Au lendemain du second conflit mondial, à travers la «crise berbériste», se posa en réalité la question de l’identité algérienne: est-elle arabo-musulmane ou bien berbère et arabo-musulmane? Puis, après l’indépendance, comme les berbéristes affirmaient la double composante de l’Algérie, arabe et berbère, les leaders du FLN, véritable parti-Etat, parlèrent de dérive «ethnique», «raciste» et «xénophobe».
Retour sur une question qui explique le malaise identitaire de l’Algérie d’aujourd’hui.
Pour Messali Hadj, alors leader nationaliste incontesté, arabisme et islamisme étaient les éléments constitutifs sans lesquels l’Algérie algérienne ne pourrait pas faire «coaguler» ses populations. Pour lui l’Algérie était une composante de la nation arabe, sa religion était l’islam et le berbérisme un moyen pour le colonisateur de diviser les Algériens.

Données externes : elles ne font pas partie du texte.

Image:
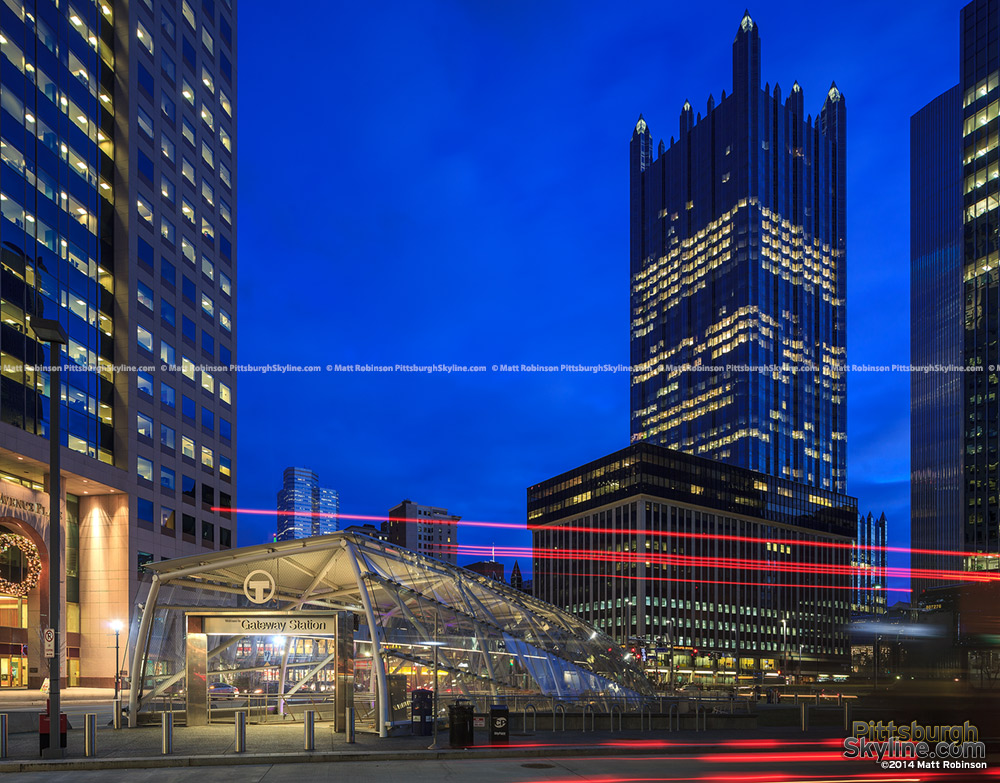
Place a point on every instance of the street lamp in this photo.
(50, 331)
(116, 626)
(784, 643)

En 1948, le mouvement nationaliste PPA/MTLD, dans son appel à l’ONU inscrivit la phrase suivante: «la nation algérienne, arabe et musulmane existe depuis le VIIe siècle», affirmation qui provoqua la fureur de sa composante kabyle. Un an plus tard, en 1949, au sein de la section de métropole du PPA-MLTD, éclata la «crise berbériste».
Tout partit d’un vote quand le Comité directeur de la Fédération de France du PPA/MTLD, largement dominé par les berbéristes vota à une écrasante majorité une motion rejetant le postulat d’une Algérie arabe. Après ce vote, les deux camps en vinrent aux mains. Mis en accusation pour régionalisme et anti-nationalisme, les cadres kabyles furent écartés de la direction du parti puis exclus, cependant que certains furent assassinés, comme Ali Rabia en 1952.

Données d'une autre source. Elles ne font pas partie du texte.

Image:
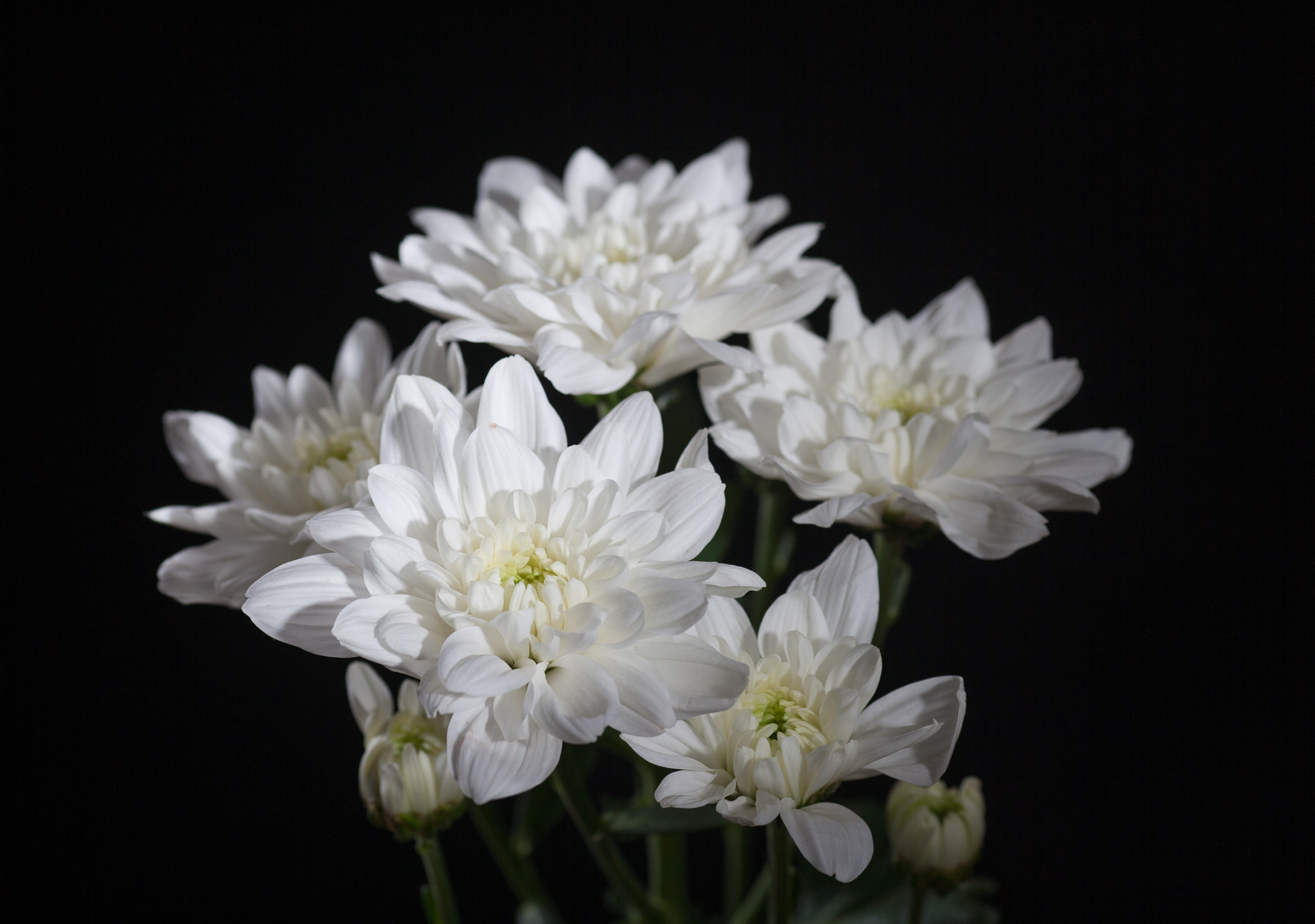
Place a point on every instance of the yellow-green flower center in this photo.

Les partisans de l’idéologie arabo-islamique allèrent alors jusqu’à affirmer que les Berbères étaient sortis de l’histoire. La revue Al Maghrib publia ainsi un article dans lequel il était écrit que n’ayant pas de généalogie, les Berbères ne peuvent accéder au Paradis que s’ils se rattachent à des lignées arabes... Quant au ministre algérien de l’Education nationale, il déclara en 1962 que «les Berbères sont une invention des Pères Blancs».
Ce refus de la réalité historique et ethno-politique repose sur le postulat selon lequel l’islamisation aurait marqué la fin de l’histoire des Berbères, leur conversion massive à l’Islam, il y a quatorze siècles, les ayant inscrits de façon irréversible dans l’aire culturelle de l’Islam, donc de l’arabité.

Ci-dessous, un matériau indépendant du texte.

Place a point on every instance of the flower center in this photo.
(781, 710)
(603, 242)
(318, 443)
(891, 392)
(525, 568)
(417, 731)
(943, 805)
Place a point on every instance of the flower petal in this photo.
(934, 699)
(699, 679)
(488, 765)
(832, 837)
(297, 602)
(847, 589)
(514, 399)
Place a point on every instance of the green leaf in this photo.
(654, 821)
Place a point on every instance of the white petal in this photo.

La guerre interne au courant nationaliste laissa des traces et l’opposition entre berbéristes et arabo-islamistes se prolongea durant la période de la guerre d’indépendance durant laquelle le berbérisme fut évacué de la revendication nationaliste au profit de l’arabo-islamisme qui devint la doctrine officielle du FLN.
Or, sur le terrain, la guerre contre la France fut essentiellement menée par des Berbères dont les chefs étaient Abane, Amirouche, Krim Belkacem ou encore Aït-Ahmed.
Une fois l’indépendance obtenue, face au rouleau compresseur du FLN et après l’échec de la rébellion kabyle de 1963, la revendication berbère fut clandestine. Avec le colonel Boumédiène, la politique d’arabisation devint en effet systématique, fondée sur les conclusions de la Conférence nationale sur l’arabisation qui fit totalement encadrer le pays par la langue arabe et nia toute existence au tamazight.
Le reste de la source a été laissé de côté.